AIMS Leucine-rich α2-glycoprotein (LRG) is considered as a biomarker of the clinical activities of chronic inflammatory diseases, including heart failure. However, its pathophysiological roles in cardiac remodelling after myocardial infarction (MI) remain to be clarified. In this study, we have addressed functional roles of LRG in cardiac remodelling after MI. METHODS AND RESULTS MI was generated by ligating the left coronary artery in mice. Real-time reverse transcription (RT)-PCR and immunoblot analyses revealed that the expressions of LRG transcript and protein were up-regulated in post-infarct myocardium. LRG protein was produced by heart-infiltrating myeloid cells, such as macrophages and neutrophils. To elucidate functional roles of LRG in cardiac remodelling, we generated MI in wild-type (WT) and LRG-deficient (LRG(-/-)) mice and found that LRG gene ablation aggravated myocardial fibrosis with cardiac dysfunction after MI. Immunohistochemical analyses with anti-CD31 antibody revealed that capillary density decreased at border zone in LRG(-/-) mice compared with WT mice. Consistently, the expression of apelin receptor was reduced in LRG(-/-) mice, implying that the impaired angiogenic activity is associated with adverse cardiac remodelling in LRG(-/-) mice. Moreover, LRG gene ablation suppressed the activation of smad1/5/8, a pro-angiogenic signalling pathway. Finally, the transplantation of WT bone marrow cells into LRG(-/-) mice attenuated cardiac fibrosis with functional improvement after MI, accompanied by restoration of capillary density compared with the bone marrow transplantation from LRG(-/-) mice. CONCLUSION LRG, produced by heart-infiltrating myeloid cells, suppresses adverse cardiac remodelling after MI as a novel cardioprotective factor. LRG signalling could be a therapeutic target against cardiovascular diseases.

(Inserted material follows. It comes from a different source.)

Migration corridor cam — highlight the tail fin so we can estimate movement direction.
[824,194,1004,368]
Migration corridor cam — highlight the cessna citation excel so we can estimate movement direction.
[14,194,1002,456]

Cardiac-specific ablation of the STAT3 gene in the subacute phase of myocardial infarction exacerbated cardiac remodeling

STAT3 is a cardioprotective molecule against acute myocardial injury; however, recent studies have suggested that chronic STAT3 activation in genetically modified mice was detrimental after myocardial infarction (MI). In the present study, we assessed the biological significance of STAT3 activity in subacute MI using tamoxifen (TM)-inducible cardiac-specific STAT3 knockout (STAT3 iCKO) mice. After coronary ligation, STAT3 was rapidly activated in hearts, and its activation was sustained to the subacute phase. To make clear the pathophysiological roles of STAT3 activation specifically in subacute MI, MI was generated in STAT3 iCKO mice followed by TM treatment for 14 consecutive days beginning from day 11 after MI, which ablated the STAT3 gene in the subacute phase. Intriguingly, mortality was increased by TM treatment in STAT3 iCKO mice, accompanied by an increased heart weight-to-body weight ratio. Massons trichrome staining demonstrated that cardiac fibrosis was dramatically exacerbated in STAT3 iCKO mice 24 days after MI (fibrotic circumference: 58.3 ± 6.7% in iCKO mice and 40.8 ± 9.3% in control mice), concomitant with increased expressions of fibrosis-related gene transcripts, including matrix metalloproteinase 9, procollagen 1, and procollagen 3. Echocardiography clarified that cardiac function was deteriorated in STAT3 iCKO mice (fractional shortening: 20.6 ± 4.1% in iCKO mice and 29.1 ± 6.0% in control mice). Dihydroethidium fluorescence analysis revealed that superoxide production was increased in STAT3 iCKO mice. Moreover, immunohistochemical analyses revealed that capillary density was decreased in STAT3 iCKO mice. Finally, STAT3 deletion in subacute MI evoked severe cardiac hypertrophy in the border zone. In conclusion, the intrinsic activity of STAT3 in the myocardium confers the resistance to cardiac remodeling in subacute MI.